Storage hardware sales are also holding up -- for now -- for Alliance Technology Group, a Hanover, Md.-based solution provider.

"Right now, everything looks all terrific," said Hope Hayes, president of Alliance. "But every time I pick up the paper, someone's closing or laying people off. We've had some clients buy less, some buy more, but we've picked up new clients because a couple of our competitors are dying on the vine."

Hayes said that Alliance's business is still expanding, and that it is currently looking to fill several open positions.

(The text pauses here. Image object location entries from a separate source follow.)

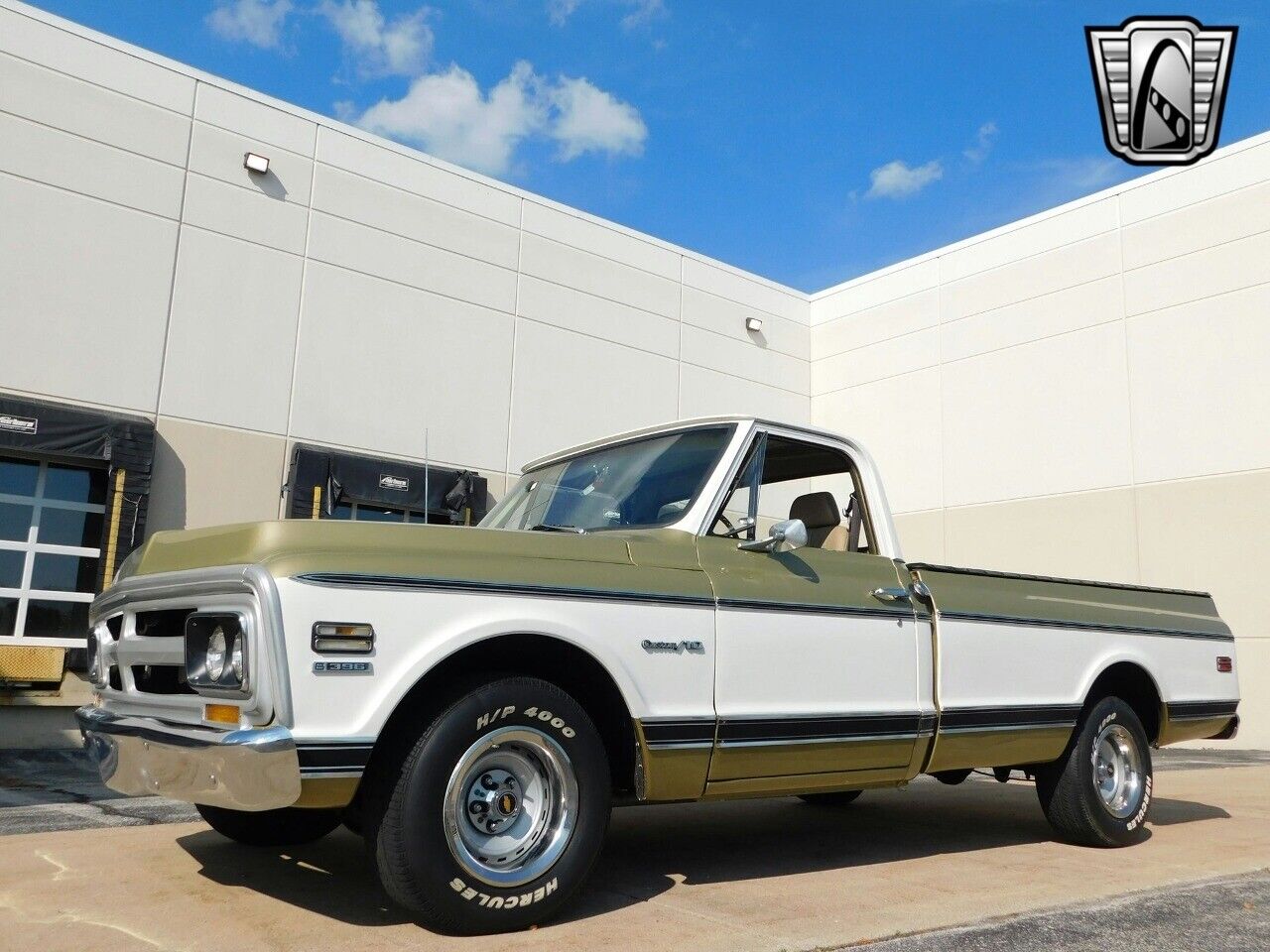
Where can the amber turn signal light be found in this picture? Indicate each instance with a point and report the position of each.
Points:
(221, 714)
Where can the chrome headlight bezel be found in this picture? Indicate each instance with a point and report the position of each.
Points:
(226, 679)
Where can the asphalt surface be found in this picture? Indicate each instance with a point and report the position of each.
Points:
(1215, 915)
(893, 873)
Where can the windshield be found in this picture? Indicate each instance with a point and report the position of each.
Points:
(643, 483)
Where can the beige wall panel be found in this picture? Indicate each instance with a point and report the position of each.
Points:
(743, 358)
(1201, 377)
(85, 290)
(894, 318)
(707, 393)
(77, 107)
(1080, 536)
(380, 362)
(89, 168)
(602, 239)
(1214, 535)
(411, 216)
(1213, 271)
(876, 290)
(898, 420)
(570, 389)
(1198, 226)
(232, 333)
(1030, 238)
(418, 175)
(921, 536)
(599, 317)
(1038, 419)
(243, 213)
(1032, 277)
(598, 276)
(1080, 306)
(728, 317)
(1230, 169)
(372, 252)
(747, 290)
(1211, 535)
(218, 154)
(59, 49)
(213, 476)
(887, 358)
(254, 119)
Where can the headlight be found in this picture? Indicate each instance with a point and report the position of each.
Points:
(216, 652)
(214, 662)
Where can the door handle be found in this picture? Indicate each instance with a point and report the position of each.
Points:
(890, 594)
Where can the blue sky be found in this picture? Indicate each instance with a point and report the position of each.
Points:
(806, 141)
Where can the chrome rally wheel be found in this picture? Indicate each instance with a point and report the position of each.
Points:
(511, 806)
(1118, 771)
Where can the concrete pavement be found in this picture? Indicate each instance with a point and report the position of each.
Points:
(751, 875)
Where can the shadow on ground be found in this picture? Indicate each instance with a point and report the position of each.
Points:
(651, 848)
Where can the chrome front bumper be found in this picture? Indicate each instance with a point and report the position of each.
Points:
(240, 770)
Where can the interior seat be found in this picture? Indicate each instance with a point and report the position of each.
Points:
(824, 520)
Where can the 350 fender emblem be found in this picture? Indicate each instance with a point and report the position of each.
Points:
(679, 648)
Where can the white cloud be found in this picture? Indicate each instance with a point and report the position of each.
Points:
(379, 46)
(255, 22)
(983, 143)
(589, 119)
(561, 10)
(449, 116)
(898, 180)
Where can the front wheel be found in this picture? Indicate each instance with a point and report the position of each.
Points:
(289, 826)
(1098, 792)
(498, 811)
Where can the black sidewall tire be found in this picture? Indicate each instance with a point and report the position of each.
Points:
(413, 853)
(1070, 796)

And, because of the difficulties many solution providers are having with their business, there are a lot of sales reps with good client bases looking for work, she said.

Minneapolis-based Datalink, one of the few publically-listed regional solution providers, in early February reported that tight customer spending, especially on new products, caused its sales and earnings to drop during the fourth quarter compared to last year.

Yet while product revenue dropped 14 percent year-over-year, services revenue rose 10 percent as customers looked to do more with existing storage infrastructure, the company reported.

Scott Robinson, Datalink CTO, said fourth-quarter results reflected tight budgets among customers even as they collected and stored more data. They are adopting specific technologies such as data deduplication and server virtualization to increase storage efficiency, he said. "Customers are hunkering down," Robinson said. "But they are looking at efficiencies."

In 2009, Datalink expects services revenue to continue to grow faster than product revenue, and software sales to grow faster than hardware sales. And whether hardware sales even grow this year is an open question, Robinson said.

Even though services-oriented storage solution providers are doing well, storage hardware vendors have painted a bleak view of their business.

On the storage systems side, IBM reported a 20 percent drop in its storage business, while Hewlett-Packard recently reported a 1 percent drop in its enterprise storage and server business. NetApp reported a drop in hardware sales, which more than offset its growth in software and services sales. Meanwhile, EMC reported a 4 percent increase in storage systems revenue and a 3 percent drop in storage software revenue.

As a result, many hardware vendors, including IBM, EMC and Seagate, are restructuring and laying off personnel.